Lot Number
131
language

1958 Dual-Ghia Convertible

Sold For $418,000

Inclusive of applicable buyer's fee.

RM | Auctions - THE DON DAVIS COLLECTION 27 APRIL 2013


  • An icon of 1950s Hollywood
  • Formerly the property of legendary entertainer Hoagy Carmichael
  • Best in Show at the 2003 Amelia Island Concours d’Elegance
  • One of the finest Dual-Ghias in existence

230 hp, 315 cu. in. Dodge D-500 “Red Ram” V-8, Carter four-barrel carburetor, Chrysler PowerFlite two-speed automatic transmission, independent front suspension with unequal length A-arms and coil springs, live rear axle and semi-elliptic leaf springs, and four-wheel hydraulic drum brakes. Wheelbase: 115 in.
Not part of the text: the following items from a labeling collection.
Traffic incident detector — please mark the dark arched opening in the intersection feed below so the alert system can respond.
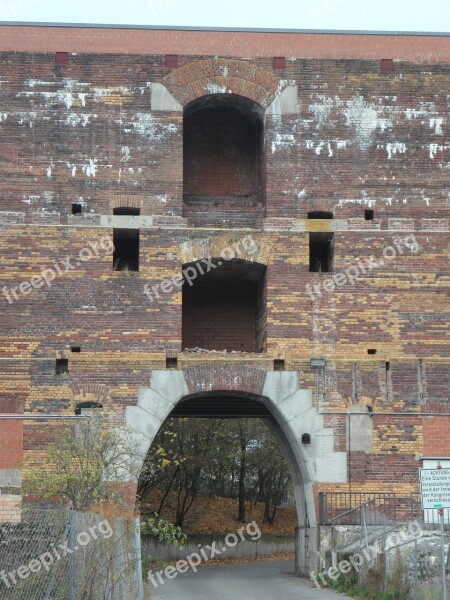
[183,94,263,226]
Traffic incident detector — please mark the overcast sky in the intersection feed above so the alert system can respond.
[0,0,450,32]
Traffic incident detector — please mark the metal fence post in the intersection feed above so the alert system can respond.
[414,540,419,600]
[68,509,77,600]
[383,512,388,593]
[319,492,326,525]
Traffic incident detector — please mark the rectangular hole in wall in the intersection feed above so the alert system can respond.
[113,206,141,217]
[380,58,394,73]
[165,54,178,69]
[182,259,267,353]
[272,56,286,71]
[113,229,139,271]
[55,358,69,375]
[309,233,334,273]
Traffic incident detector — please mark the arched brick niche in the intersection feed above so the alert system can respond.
[162,58,279,227]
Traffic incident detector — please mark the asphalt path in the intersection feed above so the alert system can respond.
[149,560,347,600]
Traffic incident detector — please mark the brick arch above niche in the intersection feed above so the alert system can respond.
[70,383,111,404]
[162,58,280,108]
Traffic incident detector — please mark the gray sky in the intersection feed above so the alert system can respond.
[0,0,450,32]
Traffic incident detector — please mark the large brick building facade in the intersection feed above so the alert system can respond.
[0,25,450,552]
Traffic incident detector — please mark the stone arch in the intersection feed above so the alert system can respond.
[162,58,279,108]
[126,363,347,526]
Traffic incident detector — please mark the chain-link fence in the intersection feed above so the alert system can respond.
[0,505,143,600]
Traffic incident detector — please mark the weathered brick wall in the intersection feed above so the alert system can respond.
[0,27,450,506]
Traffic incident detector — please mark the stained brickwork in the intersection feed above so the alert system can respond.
[0,26,450,510]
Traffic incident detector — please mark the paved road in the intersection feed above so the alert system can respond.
[150,560,346,600]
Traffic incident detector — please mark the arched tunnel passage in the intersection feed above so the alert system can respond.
[138,390,309,527]
[170,391,274,420]
[126,362,338,574]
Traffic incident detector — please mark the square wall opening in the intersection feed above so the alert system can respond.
[113,229,139,271]
[182,259,266,352]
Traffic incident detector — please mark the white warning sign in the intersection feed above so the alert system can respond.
[420,469,450,509]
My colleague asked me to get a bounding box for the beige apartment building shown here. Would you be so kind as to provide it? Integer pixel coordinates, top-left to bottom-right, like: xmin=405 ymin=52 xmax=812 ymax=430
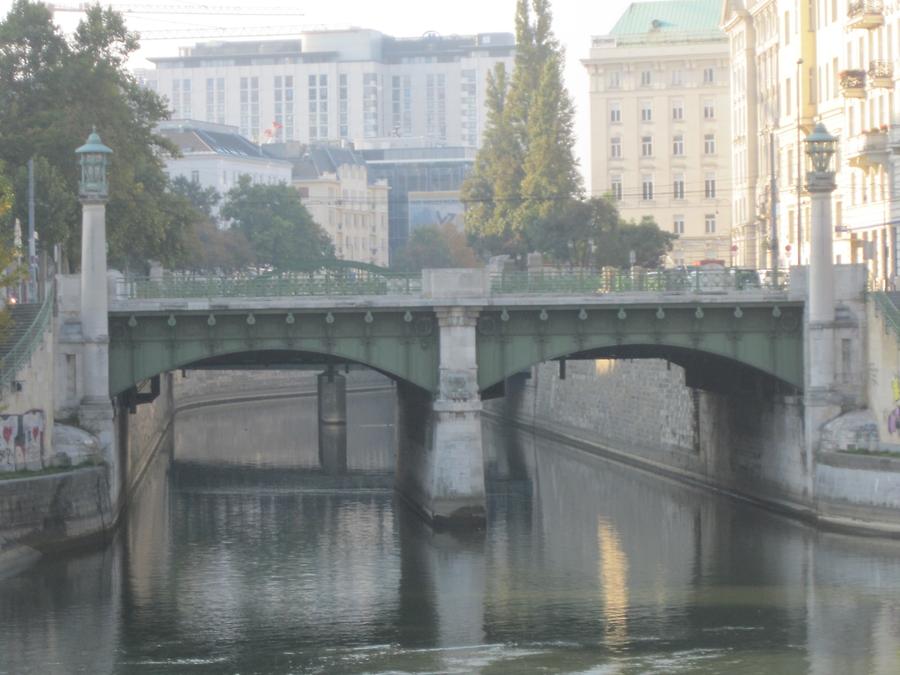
xmin=722 ymin=0 xmax=900 ymax=287
xmin=264 ymin=142 xmax=390 ymax=267
xmin=582 ymin=0 xmax=734 ymax=265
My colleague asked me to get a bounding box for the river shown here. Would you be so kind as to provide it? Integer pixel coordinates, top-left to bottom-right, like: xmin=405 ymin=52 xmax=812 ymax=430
xmin=0 ymin=392 xmax=900 ymax=675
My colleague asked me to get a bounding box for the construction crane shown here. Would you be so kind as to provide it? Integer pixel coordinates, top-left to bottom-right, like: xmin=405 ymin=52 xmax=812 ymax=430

After Chrysler opted out of putting its Dodge Firearrow show cars into production, Detroit trucking magnate Eugene Casaroll bought rights to the design. Soon, Casaroll’s Dual Motors, named for the twin-engined trucks he once produced, had a modified version of the Firearrow in production. Dubbed the Dual-Ghia, it featured an unbeatable combination of reliable, Motor City-bred Dodge V-8 power and gorgeous bodywork hand-built by the noted Italian Carrozzeria Ghia of Turin. Exhaustive attention to detail and extensive handcraftsmanship resulted in a beautifully-finished automobile, with a luxurious interior that featured front bucket seats and a dashboard with a full set of instruments set in engine-turned aluminum.

Casaroll recognized the value of social status and snob appeal. Long before Ferrari studied how many of a car would sell and then built one fewer, the father of the Dual-Ghia hand-chose his customers from a list of clamoring applicants. Frank Sinatra, the brightest of stars, was a natural choice, as were his friends Dean Martin and Eddie Fisher. Legendary columnist Dorothy Kilgallen wisecracked that a Rolls-Royce was “the Hollywood status symbol for those who can’t get a Ghia.” Presumably, there were a lot of Rolls-Royces delivered in Hollywood, as only about 100 Dual-Ghias were produced between 1956 and 1958. With the exception of a duo of prototype coupes, all were convertibles.

The Dual-Ghia of the Don Davis Collection has the optional Hemi-head “Red Ram” V-8, which was much sought-after among enthusiasts of these cars, and it is believed to have been delivered new in France. It eventually returned stateside and came into the hands of Howard Hoaglund Carmichael. “Hoagy,” as he was known to generations of Americans two-stepping around their record players, was a prolific composer for stage and screen. He gave the world “Heart and Soul,” “Georgia On My Mind,” and most famously, “Stardust.” In the nearly nine decades since its 1926 release, “Stardust” has become one of the most recorded songs in the history of popular music, performed by everyone from Frank Sinatra to Ringo Starr.

According to Dual-Ghia authority Dr. Paul Sable, this car was one of at least two cars owned by Carmichael, and it remained in his family as late as the early-1990s, owned by the composer’s son, Randy. It was eventually acquired by enthusiast Randy Stowe, and it was delivered to Stowe’s father’s respected Great Lakes Motor Works in Michigan, which exhaustively researched the car’s history and then began to painstakingly restore it over an 18-month period. The Stowes’ passion for the project resulted in the Dual-Ghia being the only post-war car to be awarded Best of Show at a major American concours d’elegance in the modern era, garnering top honors at Amelia Island in 2003. This followed a class victory at Meadow Brook in 2002, and 2nd in Class at Pebble Beach in 2001. No other Dual-Ghia extant has captured such prestigious honors.

Today, a decade after it was restored, Hoagy Carmichael’s Dual-Ghia remains absolutely immaculate, down to the tiniest detail—still glistening in its elegant and unusual Silk Khaki finish, its custom-dyed matching leather interior still crisp and fresh, and the fit and finish from top to bottom befitting a concours winner that is one of the very best of this rare breed still in existence today.

All of the great cars in history evoke the time and the place in which they found glory. For the Dual-Ghia, the time was the 1950s, and the place was Hollywood. Don Davis’ Dual-Ghia is among the few remaining examples with known celebrity provenance, and combined with the excellence of its historic, Amelia Island-conquering restoration, that makes it the brightest among stars. Eugene Casaroll would be pleased.